In HSCs, transforming growth factor β (TGFβ) and platelet-derived growth factor (PDGF) induce JNK activation and the phosphorylation of Smad2/3 after liver injury in both murine and patients NASH livers. JNK participates in the development of liver fibrosis induced by bile duct ligation (BDL) and chemical induction with carbon tetrachloride (CCl4). Mechanistically, JNK participates in the HSC migration as JNK inhibitor SP600125 inhibited TGFβ and PDGF-induced migration of resident HSCs. Recent publications have also suggested that TGF-β1-induced autophagy is involved in the activation of hepatic stellate cell through activation of the ERK and JNK [172]. Notably, CCl4-induced liver inflammation, necrosis, and fibrosis are prevented by naringenin inhibition of TGFβ-JNK-Smad3 pathways [173]. Additionally, the miR-6133-5p has antifibrotic effects because of the inactivation of TGFβR2 and JNK [174]. Recently, the Fstl1 neutralising antibody (22B6 mAb) was demonstrated to downregulate JNK phosphorylation and TGF-β1 induced phosphorylation of Smad2 attenuating the CCl4-induced liver fibrosis [175]. JNK also contributes to α-smooth muscle actin (αSMA) expression in HSC activation and migration, co-localising in fibrotic areas in mice and livers from patients with NASH [170]. In addition, angiotensin II (AngII), another profibrogenic mediator, activates JNK [176], and its inhibition reduces experimental fibrogenesis in mice [170]. All these data support the role of JNK in the development of liver fibrosis.

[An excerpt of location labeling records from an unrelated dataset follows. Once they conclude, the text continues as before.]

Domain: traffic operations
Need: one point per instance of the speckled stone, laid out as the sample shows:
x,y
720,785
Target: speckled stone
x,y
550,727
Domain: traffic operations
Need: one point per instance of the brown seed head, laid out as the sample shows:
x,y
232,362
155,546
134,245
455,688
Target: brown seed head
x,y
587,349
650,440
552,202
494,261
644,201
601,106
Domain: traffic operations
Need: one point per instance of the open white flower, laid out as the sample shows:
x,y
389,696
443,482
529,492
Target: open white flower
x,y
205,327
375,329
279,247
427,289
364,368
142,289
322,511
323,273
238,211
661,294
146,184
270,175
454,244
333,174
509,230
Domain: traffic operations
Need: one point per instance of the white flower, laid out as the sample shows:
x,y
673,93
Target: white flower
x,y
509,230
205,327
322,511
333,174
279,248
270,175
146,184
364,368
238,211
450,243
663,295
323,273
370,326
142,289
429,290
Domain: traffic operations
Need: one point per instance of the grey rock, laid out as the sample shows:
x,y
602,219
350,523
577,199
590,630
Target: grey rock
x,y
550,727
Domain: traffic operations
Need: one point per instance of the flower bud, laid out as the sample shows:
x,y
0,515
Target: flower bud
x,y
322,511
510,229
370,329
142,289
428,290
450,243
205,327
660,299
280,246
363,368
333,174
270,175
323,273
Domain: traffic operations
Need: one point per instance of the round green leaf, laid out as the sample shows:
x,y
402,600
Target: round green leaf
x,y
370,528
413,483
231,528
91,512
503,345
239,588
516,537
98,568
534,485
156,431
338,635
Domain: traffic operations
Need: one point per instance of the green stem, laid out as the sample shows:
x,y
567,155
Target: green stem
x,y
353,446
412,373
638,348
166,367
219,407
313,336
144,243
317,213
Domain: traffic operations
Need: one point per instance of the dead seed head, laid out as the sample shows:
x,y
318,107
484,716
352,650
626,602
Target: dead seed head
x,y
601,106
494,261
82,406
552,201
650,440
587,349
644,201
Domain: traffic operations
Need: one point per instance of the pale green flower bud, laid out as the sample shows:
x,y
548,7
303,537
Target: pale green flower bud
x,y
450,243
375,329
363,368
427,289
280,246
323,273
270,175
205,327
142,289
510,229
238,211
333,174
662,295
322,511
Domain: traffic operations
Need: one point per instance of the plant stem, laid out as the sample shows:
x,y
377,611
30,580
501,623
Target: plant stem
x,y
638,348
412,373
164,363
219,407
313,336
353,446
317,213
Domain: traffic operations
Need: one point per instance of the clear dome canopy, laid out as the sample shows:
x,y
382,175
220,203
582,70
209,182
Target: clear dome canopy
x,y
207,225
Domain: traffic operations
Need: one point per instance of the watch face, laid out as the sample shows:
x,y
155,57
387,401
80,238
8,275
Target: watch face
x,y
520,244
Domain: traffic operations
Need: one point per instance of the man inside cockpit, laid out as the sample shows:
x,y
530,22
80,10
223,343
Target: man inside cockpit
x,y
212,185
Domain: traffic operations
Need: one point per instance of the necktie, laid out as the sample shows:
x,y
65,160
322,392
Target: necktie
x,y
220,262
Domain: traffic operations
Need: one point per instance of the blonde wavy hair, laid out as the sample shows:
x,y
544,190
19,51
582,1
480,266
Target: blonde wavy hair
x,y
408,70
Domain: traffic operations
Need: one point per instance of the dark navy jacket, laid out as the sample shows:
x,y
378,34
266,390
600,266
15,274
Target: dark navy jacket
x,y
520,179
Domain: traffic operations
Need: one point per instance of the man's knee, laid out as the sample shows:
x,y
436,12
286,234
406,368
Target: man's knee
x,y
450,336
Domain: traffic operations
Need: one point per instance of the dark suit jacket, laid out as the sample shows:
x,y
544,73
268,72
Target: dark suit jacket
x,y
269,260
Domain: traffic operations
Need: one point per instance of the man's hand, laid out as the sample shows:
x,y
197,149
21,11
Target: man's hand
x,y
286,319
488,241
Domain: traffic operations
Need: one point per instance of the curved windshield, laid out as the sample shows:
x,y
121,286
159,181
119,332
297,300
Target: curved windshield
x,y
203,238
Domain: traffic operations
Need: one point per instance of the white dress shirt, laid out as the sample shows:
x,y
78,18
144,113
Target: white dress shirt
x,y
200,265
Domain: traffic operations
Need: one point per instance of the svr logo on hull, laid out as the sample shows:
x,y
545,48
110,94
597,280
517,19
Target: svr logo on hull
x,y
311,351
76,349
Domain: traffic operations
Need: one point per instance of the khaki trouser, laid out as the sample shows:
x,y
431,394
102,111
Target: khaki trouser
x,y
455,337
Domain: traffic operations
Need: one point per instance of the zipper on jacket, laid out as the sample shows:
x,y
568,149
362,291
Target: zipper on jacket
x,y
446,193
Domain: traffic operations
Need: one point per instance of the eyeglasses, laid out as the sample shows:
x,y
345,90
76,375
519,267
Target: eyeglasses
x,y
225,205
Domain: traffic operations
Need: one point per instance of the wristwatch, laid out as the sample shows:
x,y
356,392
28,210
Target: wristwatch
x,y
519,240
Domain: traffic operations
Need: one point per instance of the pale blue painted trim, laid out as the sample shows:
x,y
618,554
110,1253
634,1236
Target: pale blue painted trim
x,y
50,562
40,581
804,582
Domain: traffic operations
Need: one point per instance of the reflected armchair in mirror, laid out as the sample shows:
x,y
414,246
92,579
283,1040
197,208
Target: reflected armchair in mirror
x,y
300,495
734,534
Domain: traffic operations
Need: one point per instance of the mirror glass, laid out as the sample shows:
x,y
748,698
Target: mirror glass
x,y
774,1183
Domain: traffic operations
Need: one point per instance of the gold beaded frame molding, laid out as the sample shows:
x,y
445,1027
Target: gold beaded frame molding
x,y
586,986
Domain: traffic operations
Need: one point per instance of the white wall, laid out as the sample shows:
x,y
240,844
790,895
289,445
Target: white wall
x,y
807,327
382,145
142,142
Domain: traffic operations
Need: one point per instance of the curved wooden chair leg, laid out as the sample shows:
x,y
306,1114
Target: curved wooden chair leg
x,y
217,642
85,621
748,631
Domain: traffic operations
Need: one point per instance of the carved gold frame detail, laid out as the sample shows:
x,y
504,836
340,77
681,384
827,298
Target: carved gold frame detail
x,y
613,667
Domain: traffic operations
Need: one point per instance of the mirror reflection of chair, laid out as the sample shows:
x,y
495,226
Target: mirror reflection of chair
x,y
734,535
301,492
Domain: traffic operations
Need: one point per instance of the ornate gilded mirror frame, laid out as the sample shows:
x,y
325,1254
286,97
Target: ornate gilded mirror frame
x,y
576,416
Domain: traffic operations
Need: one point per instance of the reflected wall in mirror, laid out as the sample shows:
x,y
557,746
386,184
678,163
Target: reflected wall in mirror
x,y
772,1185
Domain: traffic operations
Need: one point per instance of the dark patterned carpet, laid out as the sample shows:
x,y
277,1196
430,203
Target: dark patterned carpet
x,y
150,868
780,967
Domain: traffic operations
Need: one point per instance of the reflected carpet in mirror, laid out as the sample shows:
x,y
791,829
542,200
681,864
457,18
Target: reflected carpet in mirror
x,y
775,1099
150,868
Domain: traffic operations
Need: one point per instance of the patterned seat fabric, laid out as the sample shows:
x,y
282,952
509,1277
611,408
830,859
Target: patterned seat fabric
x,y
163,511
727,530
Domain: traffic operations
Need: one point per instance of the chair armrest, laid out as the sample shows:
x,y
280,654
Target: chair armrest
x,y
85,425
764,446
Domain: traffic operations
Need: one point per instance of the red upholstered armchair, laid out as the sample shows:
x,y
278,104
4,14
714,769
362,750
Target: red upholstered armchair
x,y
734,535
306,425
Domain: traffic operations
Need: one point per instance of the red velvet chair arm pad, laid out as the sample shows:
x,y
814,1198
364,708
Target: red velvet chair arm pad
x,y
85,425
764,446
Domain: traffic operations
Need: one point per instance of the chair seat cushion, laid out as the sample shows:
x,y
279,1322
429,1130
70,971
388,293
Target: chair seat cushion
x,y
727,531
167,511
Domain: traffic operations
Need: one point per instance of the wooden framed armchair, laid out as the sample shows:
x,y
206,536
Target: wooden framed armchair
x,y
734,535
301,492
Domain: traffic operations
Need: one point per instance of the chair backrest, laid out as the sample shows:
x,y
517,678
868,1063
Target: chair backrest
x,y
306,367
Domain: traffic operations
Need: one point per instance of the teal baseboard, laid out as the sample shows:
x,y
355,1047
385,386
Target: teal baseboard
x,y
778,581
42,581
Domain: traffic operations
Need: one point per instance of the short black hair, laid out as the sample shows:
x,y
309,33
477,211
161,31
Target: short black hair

Recently, a new model of steatohepatitis-associated fibrosis has been studied. Concretely, HFD induces liver fibrosis in mice without CYP2A5 (antioxidant induced by CYP2E1) and PPARα. In Pparα−/−/Cyp2a5−/− mice there is increased ROS production, phosphorylation of JNK, and formation of nitrotyrosine adduct while thioredoxin and glutathione is suppressed. The inflammation and fibrosis in this model were observed within the clusters of lipid droplets co-localising with CYP2E1 in hepatocytes [177]. Hepatocytes induce HSC activation by the generation of ROS promoting lipid peroxidation and steatofibrosis. This finding is not surprising because JNK1/2 represses PPARα by NCoR1 [58] and JNK regulates CYP2E1-mediated oxidative stress [42]. The role of ROS and JNK in fibrosis was also corroborated in a human stellate cell line (LX-2 cells) where decreased β-arrestin2 protects against liver fibrosis by downregulating ROS production through the JNK-NOX4 pathway [178].
Notably, JNK1-deficient mice presented a significant reduction of CCl4 and BDL-induced fibrosis, whereas fibrosis remained unchanged in JNK2-deficient mice [170]. Therefore, JNK1 but not JNK2 is suggested to promote fibrogenesis. However, the hepatocellular injury remains unaltered when using pharmacologic JNK inhibition or genetic JNK1 deficiency. Data using the JNK inhibitor SP600125 had reached the same conclusions using different models of liver injury [179]. Remarkably, JNK is not activated in the KCs under this liver injury and macrophage infiltration was not reduced in SP600125-treated mice, suggesting that inflammation is not the JNK-induced fibrosis mechanism [170]. Thus, the reduced fibrogenesis was not secondary to reduced injury.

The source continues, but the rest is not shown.